What do I recommend?
Eat Your Way to a Healthy Prostate
I’ll tell you the same thing I tell my patients.
PSA testing is a personal decision. All it requires is a blood test, so it’s not invasive. However, a false positive can lead to some pretty rigorous, invasive and harmful follow-up. So, keep that in mind while weighing your options.
In the meantime, there are several measures that you can take to protect against prostate cancer.
One of your most powerful weapons is a group of vegetables referred to as “cruciferous” or “brassica” vegetables. These include arugula, bok choy, broccoli, Brussels sprouts, cabbage, cauliflower, collard greens, kale, mustard greens, radishes, rutabaga, turnips and watercress.
These veggies contain powerful phytonutrients called sulfuraphane and indoles that have anti-cancer properties. Just three or more servings a week can shrink your risk of prostate cancer by about 41%.
Pomegranate juice is another natural wonder when it comes to warding off prostate cancer. First, it lowers levels of inflammation that place you at risk for prostate cancer.
But more importantly, it can stop cancer cells from spreading…even kill them off.
Lycopene-rich tomatoes are great cancer fighters, too. Lycopene is a powerful antioxidant that can slash the risk of prostate cancer by about a third. It’s also associated with low PSA levels.
Oddly enough, the lycopene in canned tomatoes is much more absorbable than that in the fresh fruit. Go for an organic brand that has a low salt content…or supplement with 6.5 mg of lycopene daily.
Healthy fats, like those found in olive oil, nuts and wild-caught seafood can also cut your risk.

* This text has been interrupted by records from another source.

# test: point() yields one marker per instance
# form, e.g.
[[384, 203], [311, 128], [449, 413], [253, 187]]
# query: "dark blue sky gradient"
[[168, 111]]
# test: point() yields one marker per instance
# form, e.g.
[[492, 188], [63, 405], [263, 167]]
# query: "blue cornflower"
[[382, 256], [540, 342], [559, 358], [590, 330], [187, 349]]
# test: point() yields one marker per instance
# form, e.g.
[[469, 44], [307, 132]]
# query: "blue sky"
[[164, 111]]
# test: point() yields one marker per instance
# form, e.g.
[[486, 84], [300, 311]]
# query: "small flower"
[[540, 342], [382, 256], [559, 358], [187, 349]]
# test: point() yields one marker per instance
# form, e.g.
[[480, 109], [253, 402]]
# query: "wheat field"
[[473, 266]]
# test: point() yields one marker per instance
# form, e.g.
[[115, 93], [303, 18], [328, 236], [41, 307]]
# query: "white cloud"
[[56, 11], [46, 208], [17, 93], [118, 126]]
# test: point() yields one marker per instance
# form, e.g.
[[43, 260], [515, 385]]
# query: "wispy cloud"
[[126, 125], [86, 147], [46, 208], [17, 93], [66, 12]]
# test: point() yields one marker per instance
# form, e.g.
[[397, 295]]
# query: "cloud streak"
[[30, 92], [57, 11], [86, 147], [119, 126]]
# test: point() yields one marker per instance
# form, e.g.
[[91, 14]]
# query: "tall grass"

Don’t wait for prostate problems to arise. Adopt a prostate-healthy lifestyle that includes plenty of fresh, organic fruits, veggies, nuts and healthy fats. (And by the way… don’t forget to make exercise part of your daily routine.)

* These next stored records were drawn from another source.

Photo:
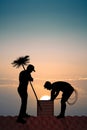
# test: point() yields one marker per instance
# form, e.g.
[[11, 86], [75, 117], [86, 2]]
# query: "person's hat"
[[30, 67]]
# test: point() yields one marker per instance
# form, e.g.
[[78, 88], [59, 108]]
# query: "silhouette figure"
[[55, 88], [24, 78]]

If you are testing your PSA and it’s elevated, and you and your doctor decide not to biopsy at that time, ask about retesting more frequently over a period of 4-6 months. If the levels are rising with each test, this is significant and further work up must be considered.
Tikkinen KAO, et al. Prostate cancer screening with prostate-specific antigen (PSA) test: a clinical practice guideline. BMJ 2018;362:k3581
Cohen JH, et al. Fruit and vegetable intakes and prostate cancer risk. J Natl Cancer Inst. 2000 Jan 5;92(1):61-8
Wang L, et al. Pomegranate and its components as alternative treatment for prostate cancer. Int J Mol Sci. 2014 Aug 25;15(9):14949-66.
Fraser ML, et al. Lycopene and prostate cancer: emerging evidence.Expert Rev Anticancer Ther. 2005 Oct;5(5):847-54.